= Chris Franck =

British musician

Chris Franck is a German-born English musician, songwriter, record producer, and remixer, best known for his involvement with the bands Batu, Da Lata, Smoke City, and Zeep. He is described as a "multi-instrumentalist".

==Biography==
Franck was born in Germany, and has lived in the UK since the age of six. His father is German, his mother is Dutch.

==Career==
Franck gained initial success in 1992 in the group Batu, featuring Oli Savill, Franc O'Shea and Tristan Banks, among others.

In 1997, the Smoke City single "Underwater Love" debuted on the UK Singles Chart after appearing as part of a Levi's ad campaign in the United Kingdom.

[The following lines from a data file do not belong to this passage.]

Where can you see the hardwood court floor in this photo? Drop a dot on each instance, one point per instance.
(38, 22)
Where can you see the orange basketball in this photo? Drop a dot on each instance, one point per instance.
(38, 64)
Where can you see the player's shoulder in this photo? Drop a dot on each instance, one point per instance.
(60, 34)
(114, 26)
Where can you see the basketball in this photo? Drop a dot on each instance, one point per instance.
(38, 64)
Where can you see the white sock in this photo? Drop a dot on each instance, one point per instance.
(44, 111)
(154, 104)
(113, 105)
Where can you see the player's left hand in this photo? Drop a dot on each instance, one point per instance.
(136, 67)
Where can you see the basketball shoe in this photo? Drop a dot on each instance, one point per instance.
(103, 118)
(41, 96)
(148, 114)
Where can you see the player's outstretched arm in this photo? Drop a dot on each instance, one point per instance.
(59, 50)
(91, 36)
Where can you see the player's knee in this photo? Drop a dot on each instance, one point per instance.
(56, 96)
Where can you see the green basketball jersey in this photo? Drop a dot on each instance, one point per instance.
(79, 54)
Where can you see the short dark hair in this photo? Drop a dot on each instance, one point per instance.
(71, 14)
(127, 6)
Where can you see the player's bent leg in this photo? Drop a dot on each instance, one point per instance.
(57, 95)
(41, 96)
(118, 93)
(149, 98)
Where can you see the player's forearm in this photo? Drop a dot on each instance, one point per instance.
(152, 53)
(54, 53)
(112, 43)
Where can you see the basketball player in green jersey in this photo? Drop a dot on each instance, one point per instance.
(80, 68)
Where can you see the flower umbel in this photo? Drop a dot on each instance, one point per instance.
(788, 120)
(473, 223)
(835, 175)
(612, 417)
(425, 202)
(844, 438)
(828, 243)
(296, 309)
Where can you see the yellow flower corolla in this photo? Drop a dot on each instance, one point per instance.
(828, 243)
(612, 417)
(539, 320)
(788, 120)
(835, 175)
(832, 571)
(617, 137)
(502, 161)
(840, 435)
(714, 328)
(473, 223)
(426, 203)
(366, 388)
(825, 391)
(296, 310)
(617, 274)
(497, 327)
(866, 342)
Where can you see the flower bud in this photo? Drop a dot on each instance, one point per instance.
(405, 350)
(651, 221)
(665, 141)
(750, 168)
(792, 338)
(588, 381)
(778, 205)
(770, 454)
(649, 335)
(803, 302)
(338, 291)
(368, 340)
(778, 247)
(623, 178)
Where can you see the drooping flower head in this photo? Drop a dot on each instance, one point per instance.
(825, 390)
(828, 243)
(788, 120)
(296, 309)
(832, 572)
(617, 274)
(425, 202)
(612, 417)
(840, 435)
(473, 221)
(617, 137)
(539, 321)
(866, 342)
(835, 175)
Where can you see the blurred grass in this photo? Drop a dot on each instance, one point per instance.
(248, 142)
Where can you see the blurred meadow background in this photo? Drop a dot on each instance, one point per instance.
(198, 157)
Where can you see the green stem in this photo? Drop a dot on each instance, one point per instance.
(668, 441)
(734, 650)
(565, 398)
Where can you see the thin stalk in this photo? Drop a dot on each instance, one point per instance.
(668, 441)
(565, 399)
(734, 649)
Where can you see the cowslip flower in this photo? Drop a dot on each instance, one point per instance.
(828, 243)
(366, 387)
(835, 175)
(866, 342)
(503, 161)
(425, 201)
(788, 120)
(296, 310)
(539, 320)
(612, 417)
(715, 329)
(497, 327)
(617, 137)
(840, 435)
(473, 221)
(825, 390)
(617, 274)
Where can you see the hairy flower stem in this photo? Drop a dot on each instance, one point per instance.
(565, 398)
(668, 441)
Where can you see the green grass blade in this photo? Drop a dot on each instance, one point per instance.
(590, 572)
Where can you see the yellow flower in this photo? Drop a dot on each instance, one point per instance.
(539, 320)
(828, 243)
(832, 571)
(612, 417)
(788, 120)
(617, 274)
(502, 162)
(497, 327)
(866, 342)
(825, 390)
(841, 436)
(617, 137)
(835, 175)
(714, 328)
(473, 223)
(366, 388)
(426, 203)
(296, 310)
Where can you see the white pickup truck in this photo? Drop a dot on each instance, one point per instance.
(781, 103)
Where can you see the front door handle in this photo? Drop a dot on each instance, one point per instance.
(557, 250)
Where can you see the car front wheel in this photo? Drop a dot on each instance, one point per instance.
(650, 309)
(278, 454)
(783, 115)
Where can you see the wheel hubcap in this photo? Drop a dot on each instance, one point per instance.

The band Zeep is a project created with Nina Miranda, a bandmate from Smoke City.

Franck's musical influences include samba, Bossa nova, the music of Africa, folk music, funk, and rock music.

Franck co-wrote and produced two albums for Chris Blackwell's "Palm Pictures" label with the band Da Lata. The first album was called Songs From the Tin, and the second was called Serious. He also released an album of remixes under the Da Lata name for Palm Pictures. He co-wrote and produced two albums with the band Smoke City for Jive Records: Flying Away and Heroes of Nature.

Franck collaborated on Ernest Ranglin's album Modern Answers to Old Problems alongside Tony Allen, Courtney Pine, and Denys Baptiste. The album was engineered by Jerry Boys and produced by Mark van den Berg and Trevor Wyatt.